2.「止まらない公共事業」のシステム(略)

3.危機を回避する当面の措置

 公共事業によってもたらされる弊害は余りに大きく、国民生活を崩壊させる危険性がある。そこで現在計画中及び建設中の事業全てについて一旦休止し、一から再検討を求める。なおこの際に障害となる現行法については、速やかに改正することを提案する。また長年にわたり公共事業計画を前提に生活に大きな影響を受けてきた地域住民に対する一定の財政による支援を提案する。

4.システムの抜本的改革

(1)私たちの生き方(略)

(2)計画制度の廃止と新たな法体系の構築

 国土総合開発法、国土利用計画法、その特別法である三大都市圏整備法、地方開発・振興関係法、特定地域開発関係法、さらには民活法、リゾート法等は、国土の基本的デッサンを描くという基本的な役割を失っており、これらを全て廃止する。
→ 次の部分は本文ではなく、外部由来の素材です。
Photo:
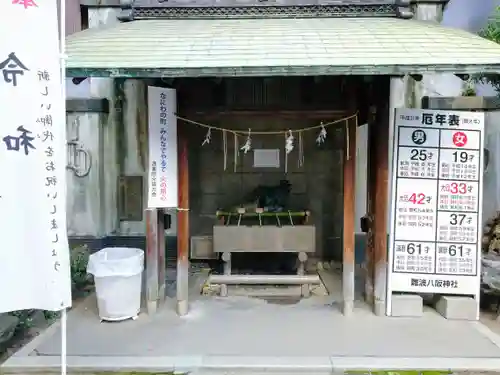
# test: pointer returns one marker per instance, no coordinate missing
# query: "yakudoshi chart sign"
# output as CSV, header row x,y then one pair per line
x,y
436,202
162,181
34,255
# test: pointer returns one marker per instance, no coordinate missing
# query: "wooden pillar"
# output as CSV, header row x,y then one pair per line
x,y
370,203
381,199
155,259
183,227
348,262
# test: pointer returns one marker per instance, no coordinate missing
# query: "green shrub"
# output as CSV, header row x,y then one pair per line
x,y
492,32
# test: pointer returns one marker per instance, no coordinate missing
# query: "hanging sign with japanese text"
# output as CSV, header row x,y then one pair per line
x,y
436,202
162,179
34,255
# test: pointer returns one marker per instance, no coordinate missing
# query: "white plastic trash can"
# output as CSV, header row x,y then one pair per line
x,y
118,281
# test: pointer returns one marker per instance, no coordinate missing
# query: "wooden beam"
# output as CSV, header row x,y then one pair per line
x,y
152,264
323,115
348,262
183,227
381,199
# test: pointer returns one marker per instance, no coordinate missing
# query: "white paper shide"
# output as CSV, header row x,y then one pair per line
x,y
34,256
162,180
436,203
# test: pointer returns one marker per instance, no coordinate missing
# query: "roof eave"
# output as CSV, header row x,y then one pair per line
x,y
280,71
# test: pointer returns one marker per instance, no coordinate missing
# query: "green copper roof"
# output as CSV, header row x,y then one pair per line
x,y
278,46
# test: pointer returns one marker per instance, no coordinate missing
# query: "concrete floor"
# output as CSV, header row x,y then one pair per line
x,y
247,334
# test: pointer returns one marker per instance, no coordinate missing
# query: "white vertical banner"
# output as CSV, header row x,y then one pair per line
x,y
162,179
34,256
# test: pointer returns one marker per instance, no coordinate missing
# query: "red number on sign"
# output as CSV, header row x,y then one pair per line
x,y
458,188
417,198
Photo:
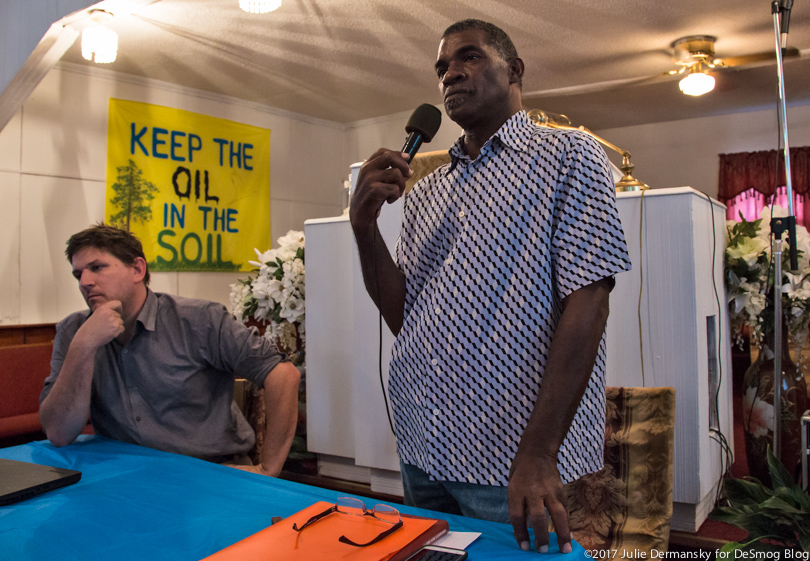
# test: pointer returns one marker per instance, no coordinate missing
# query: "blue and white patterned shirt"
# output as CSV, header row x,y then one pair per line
x,y
489,249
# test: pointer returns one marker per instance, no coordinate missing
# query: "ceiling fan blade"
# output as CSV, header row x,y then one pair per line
x,y
758,58
598,87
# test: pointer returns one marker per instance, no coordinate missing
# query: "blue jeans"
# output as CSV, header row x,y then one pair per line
x,y
486,502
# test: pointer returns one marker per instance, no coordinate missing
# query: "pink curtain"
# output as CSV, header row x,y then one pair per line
x,y
747,179
750,203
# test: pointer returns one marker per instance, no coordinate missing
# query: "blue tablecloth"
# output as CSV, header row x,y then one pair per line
x,y
142,504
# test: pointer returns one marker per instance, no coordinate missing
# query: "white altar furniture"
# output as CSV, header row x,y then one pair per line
x,y
669,310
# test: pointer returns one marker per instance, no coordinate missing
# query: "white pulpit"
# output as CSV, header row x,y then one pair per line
x,y
668,326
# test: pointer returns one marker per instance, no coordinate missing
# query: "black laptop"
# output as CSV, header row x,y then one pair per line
x,y
23,480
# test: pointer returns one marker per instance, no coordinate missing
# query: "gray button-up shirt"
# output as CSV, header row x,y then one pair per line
x,y
171,386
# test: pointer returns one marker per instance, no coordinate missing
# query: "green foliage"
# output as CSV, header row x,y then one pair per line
x,y
133,196
780,515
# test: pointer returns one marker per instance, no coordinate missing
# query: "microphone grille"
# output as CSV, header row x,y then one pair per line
x,y
425,120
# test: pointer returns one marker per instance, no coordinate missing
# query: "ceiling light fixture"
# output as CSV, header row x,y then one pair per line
x,y
693,53
697,82
99,43
259,6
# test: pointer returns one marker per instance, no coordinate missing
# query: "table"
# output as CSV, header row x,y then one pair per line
x,y
137,503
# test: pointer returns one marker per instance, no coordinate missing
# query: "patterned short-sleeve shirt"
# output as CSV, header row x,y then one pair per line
x,y
489,248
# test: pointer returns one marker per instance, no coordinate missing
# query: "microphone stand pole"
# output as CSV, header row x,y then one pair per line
x,y
778,227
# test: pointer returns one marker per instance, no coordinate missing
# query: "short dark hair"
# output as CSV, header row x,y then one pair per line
x,y
496,36
120,243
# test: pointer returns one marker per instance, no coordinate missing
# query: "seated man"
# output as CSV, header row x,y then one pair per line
x,y
158,370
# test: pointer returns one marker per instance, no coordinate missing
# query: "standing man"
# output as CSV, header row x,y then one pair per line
x,y
498,297
158,370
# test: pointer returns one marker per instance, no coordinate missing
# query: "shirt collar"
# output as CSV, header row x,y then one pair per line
x,y
515,133
148,315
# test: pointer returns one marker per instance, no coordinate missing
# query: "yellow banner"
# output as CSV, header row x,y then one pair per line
x,y
195,189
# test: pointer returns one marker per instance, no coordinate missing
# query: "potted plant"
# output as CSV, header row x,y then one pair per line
x,y
776,517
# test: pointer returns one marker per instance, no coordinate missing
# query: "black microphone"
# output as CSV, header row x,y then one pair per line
x,y
784,21
421,127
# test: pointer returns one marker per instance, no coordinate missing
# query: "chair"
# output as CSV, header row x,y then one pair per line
x,y
628,504
23,369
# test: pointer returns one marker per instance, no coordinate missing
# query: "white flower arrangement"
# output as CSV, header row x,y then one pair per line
x,y
750,278
275,296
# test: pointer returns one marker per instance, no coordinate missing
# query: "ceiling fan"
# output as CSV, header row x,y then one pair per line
x,y
693,55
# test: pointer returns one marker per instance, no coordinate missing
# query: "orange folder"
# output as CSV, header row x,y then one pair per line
x,y
319,541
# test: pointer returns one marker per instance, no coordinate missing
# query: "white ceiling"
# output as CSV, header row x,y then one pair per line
x,y
601,62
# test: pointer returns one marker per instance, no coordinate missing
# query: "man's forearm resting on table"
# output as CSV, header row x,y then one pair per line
x,y
66,410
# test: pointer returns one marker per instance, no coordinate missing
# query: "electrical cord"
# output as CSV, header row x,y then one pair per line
x,y
379,346
726,452
641,287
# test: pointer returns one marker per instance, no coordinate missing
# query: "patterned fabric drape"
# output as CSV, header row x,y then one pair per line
x,y
626,507
757,170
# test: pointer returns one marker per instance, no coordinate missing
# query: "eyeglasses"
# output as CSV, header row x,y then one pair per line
x,y
356,507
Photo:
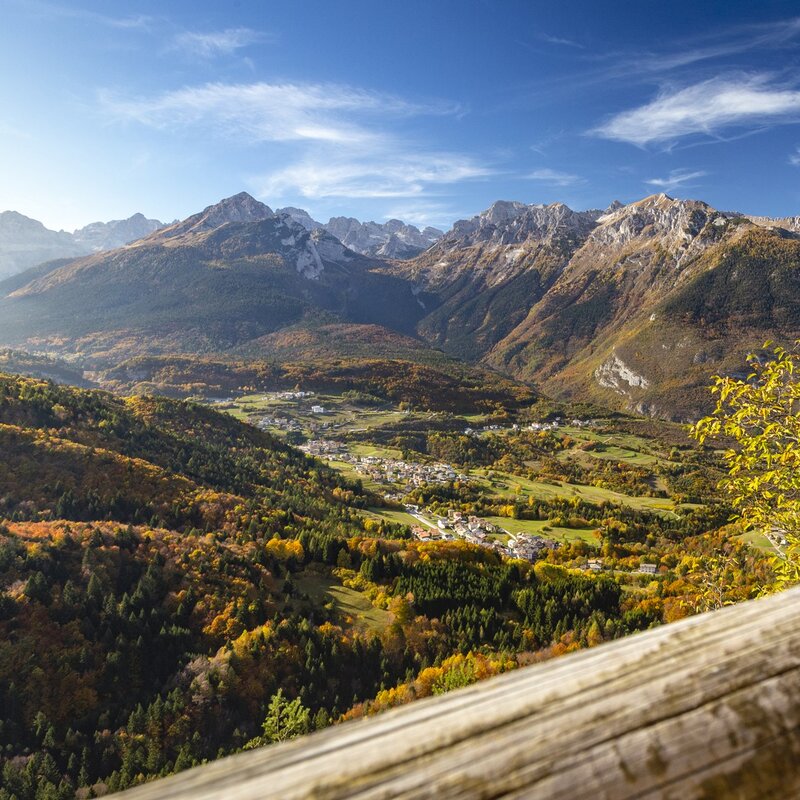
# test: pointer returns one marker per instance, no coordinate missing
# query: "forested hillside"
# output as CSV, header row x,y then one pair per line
x,y
171,578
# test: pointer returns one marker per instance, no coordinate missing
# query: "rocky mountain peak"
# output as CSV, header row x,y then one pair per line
x,y
240,207
301,216
510,222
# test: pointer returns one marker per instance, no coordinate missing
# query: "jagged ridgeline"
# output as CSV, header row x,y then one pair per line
x,y
165,570
633,307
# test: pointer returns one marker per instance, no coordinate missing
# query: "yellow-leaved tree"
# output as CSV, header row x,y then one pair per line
x,y
760,419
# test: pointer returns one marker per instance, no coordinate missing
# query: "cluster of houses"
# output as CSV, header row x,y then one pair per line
x,y
483,533
292,395
325,448
283,423
553,425
530,547
395,471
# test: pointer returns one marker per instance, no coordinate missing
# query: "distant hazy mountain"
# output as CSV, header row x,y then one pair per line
x,y
118,232
392,239
230,274
25,242
635,306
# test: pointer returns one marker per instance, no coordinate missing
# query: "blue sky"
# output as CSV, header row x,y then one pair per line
x,y
428,111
その上で分権型社会を前提とした計画制度に改める。
また省庁の縦割り以外に存在理由のない16本の公共事業関係長期計画も廃止し、上記基本デッサンに対応した計画制度に改める。

(3)公共事業計画廃止後の制度設計の視点

1. 地方分権
 公共事業の決定権と財源は地方に委ねる。そのための改革は「一括交付金制度」の創設等の補助金改革から始める。また同時に国の行う公共事業を限定する。

2. 総量の抑制・財源制度改革
 公共事業の予算抑制を法律によって規定する。また財源の殆どを公債発行に委ねることを禁止する。道路、空港等の特定財源制度は廃止する。

3. 議会の関与
 全体計画、個別事業の立案、予算化について、議会の関与を義務づける。

4. 継続的見直し制度の創設
 「時間」という客観的基準や、社会経済状況、住民意識の変化に応じて不断に見直ししていくシステムを構築する。また事業終了後においても、その効果・影響を評価し、次の事業をより良いものへと改善していくシステムを導入する。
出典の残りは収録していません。